## Saturday, October 05, 2013

### The one with hexagon grid

You are asked to color some hexagons in an hexagon grid using the least number of colors in such a way that no two adjacent hexagons have the same color.

I messed up during the match, first I thought that the maximum number of colors to color it was 4. It turns out it was 3, which I found out too late. Under the assumption it was 4 I wasted some precious minutes. What is really sad is that I actually looked at this page: http://en.wikipedia.org/wiki/Hexagonal_tiling#Uniform_colorings, in the first minute after opening the problem and I still didn't notice.

Once I knew the maximum result was 3, then you have to verify if it is possible to color using 0, 1, or 2 colors.

I made the assumption that this depended only on the degree, which was wrong. If there are no hexagons to color, the result is zero. If the maximum degree (maximum number of must-paint hexagons adjacent to another must-paint hexagon) is 1 or 2, then we can paint them using 2 colors (because they form a collar or a line). My mistake was in assuming that degree = 3 meant that you needed 3 colors. There is a specific case for which this isn't true:

-X-
-XX
-X-


Too bad I didn't find it, I actually tried a few hexagons with degree 3 and convinced myself that the adjacent hexagons would always share an edge. If I didn't make this blunder, I would have just done a bipartite check. If the graph is bipartite, then you can paint using 2 colors. That's the solution.

### The one with teams

This one was 450 but I really couldn't break its secret. I was trying a dynamic programming, but it wasn't working at all. Then the match ended.

### Challenge phase

I knew that my 250 was slow, but I was also pretty sure it was tricky (I even prepared some cases, because there were no example cases in which the maximum degree was 1, for example). But I didn't have that much luck. The codes were very complicated to read. I did find one solution that wasn't even relying on degrees but on partial degrees. So I challenged it, and was happy, because the 50 pts would fix the slow submission. So I went to see the room summary and boom: My solution was already challenged. Probably if I noticed about my solution getting challenged I wouldn't have risked making that challenge...
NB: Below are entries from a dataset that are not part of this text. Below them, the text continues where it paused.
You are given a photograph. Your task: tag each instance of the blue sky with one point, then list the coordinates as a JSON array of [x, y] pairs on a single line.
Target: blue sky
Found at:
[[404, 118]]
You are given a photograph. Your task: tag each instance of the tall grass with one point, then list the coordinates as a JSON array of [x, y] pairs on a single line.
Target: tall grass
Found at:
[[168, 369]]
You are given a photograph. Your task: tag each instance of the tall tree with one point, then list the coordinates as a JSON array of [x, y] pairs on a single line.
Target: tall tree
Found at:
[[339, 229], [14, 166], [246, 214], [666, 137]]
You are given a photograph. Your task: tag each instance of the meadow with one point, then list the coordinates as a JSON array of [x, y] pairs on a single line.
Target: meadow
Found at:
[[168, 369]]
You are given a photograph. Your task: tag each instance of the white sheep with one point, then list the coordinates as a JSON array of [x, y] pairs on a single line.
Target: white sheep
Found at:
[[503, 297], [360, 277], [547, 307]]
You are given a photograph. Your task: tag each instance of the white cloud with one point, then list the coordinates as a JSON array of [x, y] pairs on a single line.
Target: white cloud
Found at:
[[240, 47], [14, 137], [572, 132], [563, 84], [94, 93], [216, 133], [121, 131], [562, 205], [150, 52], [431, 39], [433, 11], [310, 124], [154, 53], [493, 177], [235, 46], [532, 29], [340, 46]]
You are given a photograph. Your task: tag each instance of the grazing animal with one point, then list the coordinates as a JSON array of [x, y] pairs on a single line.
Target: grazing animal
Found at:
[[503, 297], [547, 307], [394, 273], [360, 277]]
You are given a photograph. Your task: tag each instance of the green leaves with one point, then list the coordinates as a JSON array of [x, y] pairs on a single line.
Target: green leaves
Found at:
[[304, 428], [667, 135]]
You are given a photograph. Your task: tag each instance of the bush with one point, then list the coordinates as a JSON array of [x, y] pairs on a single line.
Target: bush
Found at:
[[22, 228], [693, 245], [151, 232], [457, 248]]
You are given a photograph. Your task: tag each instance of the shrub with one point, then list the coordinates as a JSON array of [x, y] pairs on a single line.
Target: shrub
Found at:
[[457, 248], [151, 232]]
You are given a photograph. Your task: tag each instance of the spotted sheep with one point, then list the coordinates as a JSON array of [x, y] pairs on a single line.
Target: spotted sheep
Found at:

I liked the 250 until I learned checking for bipartiteness was mandatory. Too messy for the slot. 450 said "difference" when it should have specified absolute value of the difference, this made me waste time coding a wrong solution.

evima said...

> If the maximum degree (...) is 1 or 2, then we can paint them using 2 colors (because they form a collar or a line).

This kind of solution relying on "maximum degree" is wrong anyway, but I would like to show another case in which it fails.
The following case has a odd-length cycle, which is not bipartite.
-XXX
X--X
X-X-
XX--
Besides, the bottom 'X' in the "specific case" should be moved to the left.

By the way, I love your blog. Thank you for amusing and useful posts!

vexorian said...

Yeah, it is amazing how wrong I got that problem. Thank you for kind words, sometimes I feel nobody reads this.